Boy, did these places have houses with decorations. The whole shebang—Santa and his reindeer on the roof, usually fully lit with spotlights, and lots of figures on the lawn, including penguins, snowmen, angels, Snoopy, sometimes even Garfield, and, lots of inanimate Christmas items such as candles, large inflated ornaments, North Poles, whatever. These were usually internally lit, but a real practitioner would make sure these were spotlit as well. And, of course, thousands and thousands of outdoor Christmas lights—along the roofline and eaves, around the garden, up the walkway and around the front door, in the trees, the shrubs, in some cases even around the boat on the trailer in the driveway. This was serious lighting. We knew streets in Weymouth, or Edison, where I imagine the grid was being stressed all night because of the lights. It was, it must be said, splendid. Urban light pollution? You bet.
So this evening, on our second Christmas in the US since we moved away, we went looking. Jeez, what happened? It’s all, well, how to put this? Boring. Not that the decorations have changed. Santa and his reindeer, including Rudolph, are still up there on the roof. The lawns are still covered with Snoopys and penguins and Frostys. But it’s not the same. What happened? Everyone seems to have gotten rid of those large outdoor incandescent lights, the ones that consumed a tanker of oil each night, and replaced them with those little itty bitty white lights. Italian lights, we used to call them, although I don’t imagine we call them that any more. But there they are, everywhere, looking, well, nice.
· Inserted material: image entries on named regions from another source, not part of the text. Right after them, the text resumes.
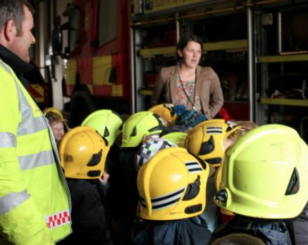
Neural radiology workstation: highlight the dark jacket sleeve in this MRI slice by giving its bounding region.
[150,68,166,107]
[209,70,224,118]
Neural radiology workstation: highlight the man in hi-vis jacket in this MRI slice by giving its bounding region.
[0,0,71,245]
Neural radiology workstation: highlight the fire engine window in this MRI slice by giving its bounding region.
[69,8,80,51]
[98,0,118,46]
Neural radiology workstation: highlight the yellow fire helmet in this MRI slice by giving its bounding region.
[81,109,123,145]
[161,132,187,147]
[121,111,165,147]
[137,147,209,220]
[135,138,178,171]
[148,104,176,127]
[215,124,308,219]
[43,107,70,131]
[185,119,240,167]
[59,126,110,179]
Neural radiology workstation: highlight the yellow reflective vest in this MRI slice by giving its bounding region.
[0,60,71,245]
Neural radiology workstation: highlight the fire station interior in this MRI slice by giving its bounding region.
[31,0,308,142]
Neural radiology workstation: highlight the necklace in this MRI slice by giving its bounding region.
[178,66,197,110]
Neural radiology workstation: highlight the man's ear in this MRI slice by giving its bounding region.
[178,49,183,57]
[4,20,17,41]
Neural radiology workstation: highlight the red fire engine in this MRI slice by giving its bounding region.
[62,0,131,126]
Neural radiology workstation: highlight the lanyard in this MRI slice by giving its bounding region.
[178,70,197,110]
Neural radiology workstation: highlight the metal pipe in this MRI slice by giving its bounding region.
[175,13,181,43]
[133,0,288,26]
[277,12,282,54]
[247,0,256,121]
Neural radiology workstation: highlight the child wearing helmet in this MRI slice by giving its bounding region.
[185,119,240,231]
[211,124,308,245]
[107,111,165,244]
[44,107,69,143]
[126,147,211,245]
[57,126,111,245]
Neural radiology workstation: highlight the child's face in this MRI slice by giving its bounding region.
[50,121,64,142]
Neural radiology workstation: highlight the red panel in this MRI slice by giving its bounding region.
[224,102,249,121]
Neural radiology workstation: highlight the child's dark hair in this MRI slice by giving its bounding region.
[210,233,265,245]
[176,35,203,62]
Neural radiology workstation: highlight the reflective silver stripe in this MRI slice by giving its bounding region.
[0,190,30,215]
[206,127,223,134]
[18,150,55,170]
[0,132,16,148]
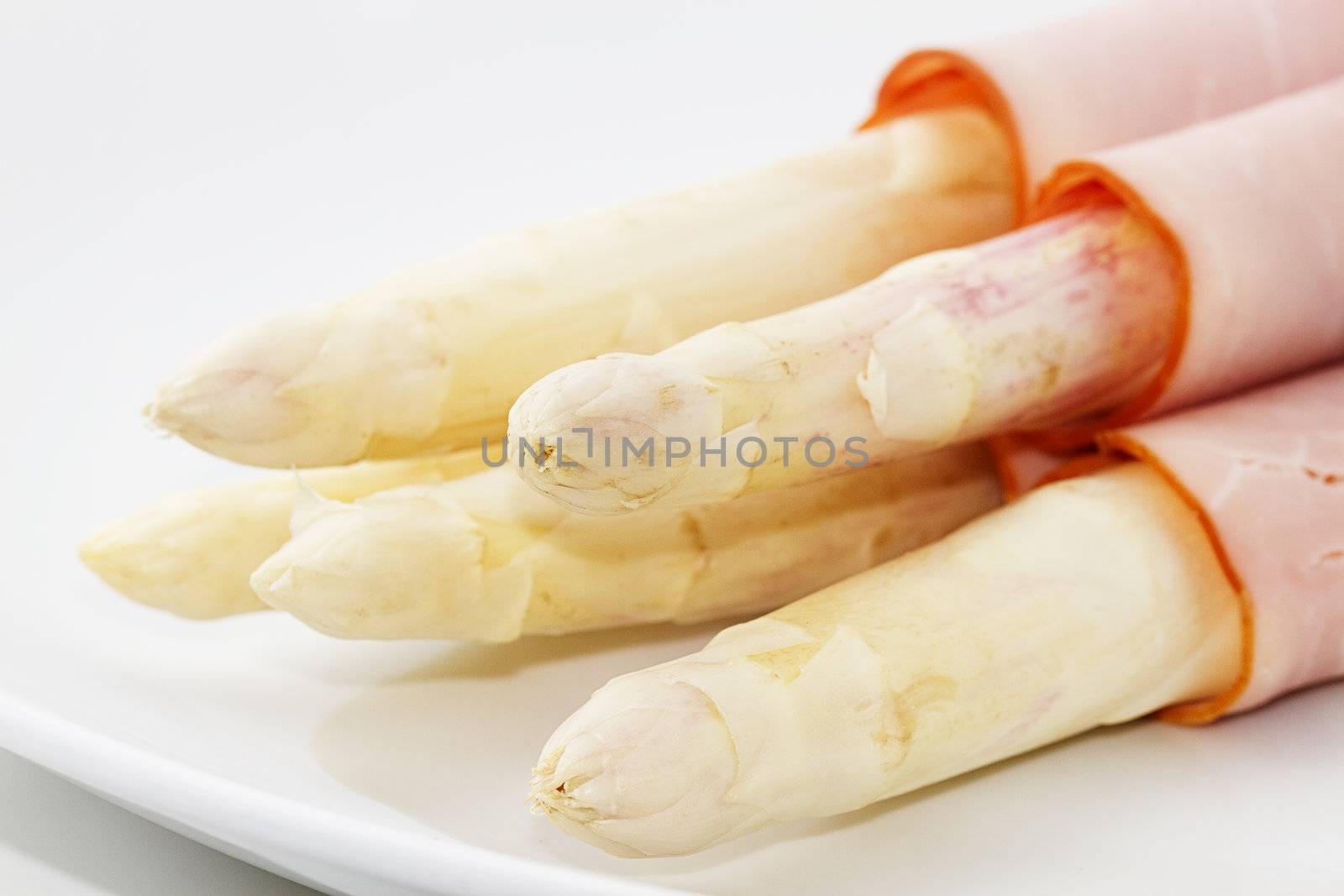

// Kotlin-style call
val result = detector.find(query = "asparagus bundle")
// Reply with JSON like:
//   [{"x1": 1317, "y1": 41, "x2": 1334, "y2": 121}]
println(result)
[
  {"x1": 79, "y1": 451, "x2": 484, "y2": 619},
  {"x1": 251, "y1": 448, "x2": 999, "y2": 642},
  {"x1": 509, "y1": 203, "x2": 1178, "y2": 513},
  {"x1": 79, "y1": 448, "x2": 999, "y2": 642},
  {"x1": 531, "y1": 464, "x2": 1242, "y2": 856},
  {"x1": 150, "y1": 107, "x2": 1016, "y2": 468}
]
People go whole-hog to make sure there isn’t an inch of unoccupied space on the roof and the lawn, and then they illuminate it all with these little itty bitty lights? Or lites, which seems the more appropriate spelling. What is this?
They say there’s a war on Christmas. Well, maybe there is. It’s a war to replace tasteless over the top deranged drop-dead astonishing outdoor Christmas extravaganzas with something that looks designed by Martha Stewart. What is the world coming to? Honestly, if this great nation can’t muster the courage to blow a couple of power stations at Christmas any more, what hope is there?